President's Message

Resilience: Adapting to Change and Looking Ahead

My first thought as I sat down to write this quarter’s column: what a long, strange trip it’s been. Most of you have been in quarantine for just about the length of an epic Grateful Dead jam at this point in time. Along the way, you’ve changed your ways of working and interacting with your students, found ways to adapt and continue your research agendas, engaged with colleagues in tiny rectangular boxes on screens, and balanced these new ways of working with your own mental and physical health.

So my first message to you is this: thank you. You’ve done great. And you’ve done heroic work for our mathematics teacher education community.

AMTE members came together at the dawn of the pandemic to mobilize resources to help one another. I want to thank each and every person who contributed resources to our collection, engaged our membership in webinars, created podcasts, or had more informal interactions that supported us all during these past few months. You can peruse the curated list of resources here; if there are additional resources you’d like to see listed on this page, please reach out and let us know.

How AMTE is Adapting to Change

As an organization, we’ve had to adapt to change as well during the pandemic. I’d like to provide you with a little bit of information about how we’re doing that. First and foremost, we are proceeding with the 2021 Annual Conference with the intention of convening together in person in Orlando next February. (And thanks to everyone who submitted a proposal!) We are cognizant that it will be a while before we know fully what the impact on our conference will be: whether people will be able to travel, what the status of university and district travel funds might be, and whether we will be able to hold a large convening at all. Our Conference and Program Committees, along with the Board, are thinking through a number of possibilities in order to be prepared for what may be possible and what may not be.

Given that our conference is the main source of income that sustains our organization, we have begun looking at how to guide our organization in a fiscally conservative way in the months leading up to the conference. I have two announcements in this vein. First, the Board of Directors typically meets for a 2½-day Fall retreat in October to do major planning and leadership development. We will be taking this meeting into an online virtual space this year rather than convening in person. This is both in deference to our Board of Directors’ safety and comfort with respect to traveling and a means to trim expenditures.

Second, with many universities restricting travel through the summer, we have been forced to reconceptualize the 2020 STaR program. Rather than gather our new crop of STaR fellows in Park City, Utah the third week in June as we have done for 10 years, we will conduct an abbreviated online program for our 2020 STaR cohort this summer. Next summer, we will have a brief in-person 2020 STaR convening in Park City immediately prior to our 2021 STaR cohort meeting. This step is responsive to the current travel restrictions while still meeting our commitment to support and serve the 2020 cohort of early career mathematics teacher educators. This move also will help the overall fiscal health of the organization in a difficult time.

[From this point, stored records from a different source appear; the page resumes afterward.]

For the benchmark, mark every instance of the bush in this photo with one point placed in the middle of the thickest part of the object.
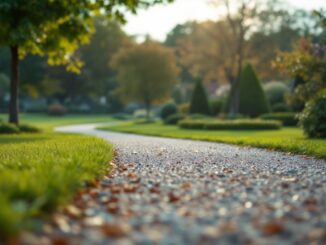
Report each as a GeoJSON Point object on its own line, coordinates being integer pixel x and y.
{"type": "Point", "coordinates": [25, 128]}
{"type": "Point", "coordinates": [240, 124]}
{"type": "Point", "coordinates": [199, 102]}
{"type": "Point", "coordinates": [313, 117]}
{"type": "Point", "coordinates": [218, 105]}
{"type": "Point", "coordinates": [184, 108]}
{"type": "Point", "coordinates": [174, 119]}
{"type": "Point", "coordinates": [57, 110]}
{"type": "Point", "coordinates": [275, 92]}
{"type": "Point", "coordinates": [168, 109]}
{"type": "Point", "coordinates": [231, 116]}
{"type": "Point", "coordinates": [198, 116]}
{"type": "Point", "coordinates": [8, 128]}
{"type": "Point", "coordinates": [252, 99]}
{"type": "Point", "coordinates": [281, 107]}
{"type": "Point", "coordinates": [287, 118]}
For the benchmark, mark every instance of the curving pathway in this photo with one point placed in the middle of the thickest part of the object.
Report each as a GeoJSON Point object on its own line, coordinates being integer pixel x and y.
{"type": "Point", "coordinates": [171, 191]}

Finally, we recognize that fall is not likely to be a typical semester for universities and K-12 districts. We know that this situation will have a significant impact on the work that we do in preparing future teachers of mathematics and support mathematics teacher professional development. AMTE is at the early stages of collecting information about how universities and districts are working together to deal with possible constraints to field placements, additional iterations of remote instruction at the K-12 and university levels, and anticipated changes due to social distancing requirements in universities and schools. The Emerging Issues Committee is interested in hearing your perspectives and experiences and intends to compile guidance very soon for universities and districts who are stakeholders in preparing teachers of mathematics. Please fill out this survey to help us understand how to better support you in your preparations for the incoming fall semester: https://bit.ly/amte20field.

Looking Ahead

As we continue to adapt to change in the moment, AMTE’s Board of Directors looks to the future of our organization. Over the past several months, we have heard from hundreds of members in our request for feedback to shape the long-term goals of the organization. The Board has synthesized your feedback and will be approving a set of long-term goals for the organization in June. Following this approval, we will share these goals with our membership and begin crafting objectives to make progress on these goals for the next 18 months.

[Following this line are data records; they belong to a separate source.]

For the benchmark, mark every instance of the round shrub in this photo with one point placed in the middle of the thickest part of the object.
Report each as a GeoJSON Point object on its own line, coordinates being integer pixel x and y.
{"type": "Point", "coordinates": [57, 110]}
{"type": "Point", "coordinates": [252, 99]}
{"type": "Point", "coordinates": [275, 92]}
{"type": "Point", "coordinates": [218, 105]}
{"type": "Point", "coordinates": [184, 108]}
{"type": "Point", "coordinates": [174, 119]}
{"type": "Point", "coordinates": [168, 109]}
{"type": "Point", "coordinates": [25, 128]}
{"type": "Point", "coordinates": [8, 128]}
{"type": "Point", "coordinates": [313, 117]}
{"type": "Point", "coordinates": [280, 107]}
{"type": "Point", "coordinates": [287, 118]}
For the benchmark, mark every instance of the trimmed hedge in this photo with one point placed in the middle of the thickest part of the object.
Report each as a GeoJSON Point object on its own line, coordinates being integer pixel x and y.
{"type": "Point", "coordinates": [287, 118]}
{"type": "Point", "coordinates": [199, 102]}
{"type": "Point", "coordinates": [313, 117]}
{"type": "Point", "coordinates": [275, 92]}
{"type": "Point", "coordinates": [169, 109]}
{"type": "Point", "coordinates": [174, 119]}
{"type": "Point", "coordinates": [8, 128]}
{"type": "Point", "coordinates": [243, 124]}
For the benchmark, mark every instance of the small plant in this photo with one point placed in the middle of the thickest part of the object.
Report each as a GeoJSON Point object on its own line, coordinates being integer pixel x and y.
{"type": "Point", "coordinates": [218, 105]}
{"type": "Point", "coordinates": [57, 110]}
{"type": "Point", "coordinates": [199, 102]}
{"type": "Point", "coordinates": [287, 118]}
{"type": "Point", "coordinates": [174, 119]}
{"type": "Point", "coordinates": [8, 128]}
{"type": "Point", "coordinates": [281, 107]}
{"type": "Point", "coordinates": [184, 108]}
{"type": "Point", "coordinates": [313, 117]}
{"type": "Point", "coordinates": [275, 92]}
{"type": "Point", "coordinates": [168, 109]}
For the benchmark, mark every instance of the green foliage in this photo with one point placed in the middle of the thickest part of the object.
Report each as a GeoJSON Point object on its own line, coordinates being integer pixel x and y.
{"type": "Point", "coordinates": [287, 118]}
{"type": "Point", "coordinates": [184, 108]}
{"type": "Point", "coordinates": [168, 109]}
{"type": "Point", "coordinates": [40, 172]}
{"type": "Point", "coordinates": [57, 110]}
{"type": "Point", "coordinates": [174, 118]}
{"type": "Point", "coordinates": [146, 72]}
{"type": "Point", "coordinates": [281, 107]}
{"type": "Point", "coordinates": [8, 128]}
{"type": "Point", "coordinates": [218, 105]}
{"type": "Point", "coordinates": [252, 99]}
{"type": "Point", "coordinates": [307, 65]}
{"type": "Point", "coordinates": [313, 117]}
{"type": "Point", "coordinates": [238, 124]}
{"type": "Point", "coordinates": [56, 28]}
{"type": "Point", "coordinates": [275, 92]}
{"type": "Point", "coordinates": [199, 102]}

While long-term planning is never an activity that engenders great enthusiasm, it has truly been an honor for myself and the Board to engage in AMTE’s first true planning process of this type. It is a sign of stability and maturity for our organization that we are now able to move beyond year-to-year planning and move with an eye toward the horizon. I’m thankful for the thoughtful work that previous Boards have done, particularly the multi-year restructuring project, that has put us in a strong position to engage in this work.

I’m excited for our future as an organization. I’m humbled by the nimbleness that our members have demonstrated during the unprecedented disruptive event. And I’m heartened by the amazing outpourings of support that I see in our community day after day for one another, for the teachers with which we work, and for their students.

Take heart, stay healthy, and be well. The road ahead will be an exciting one.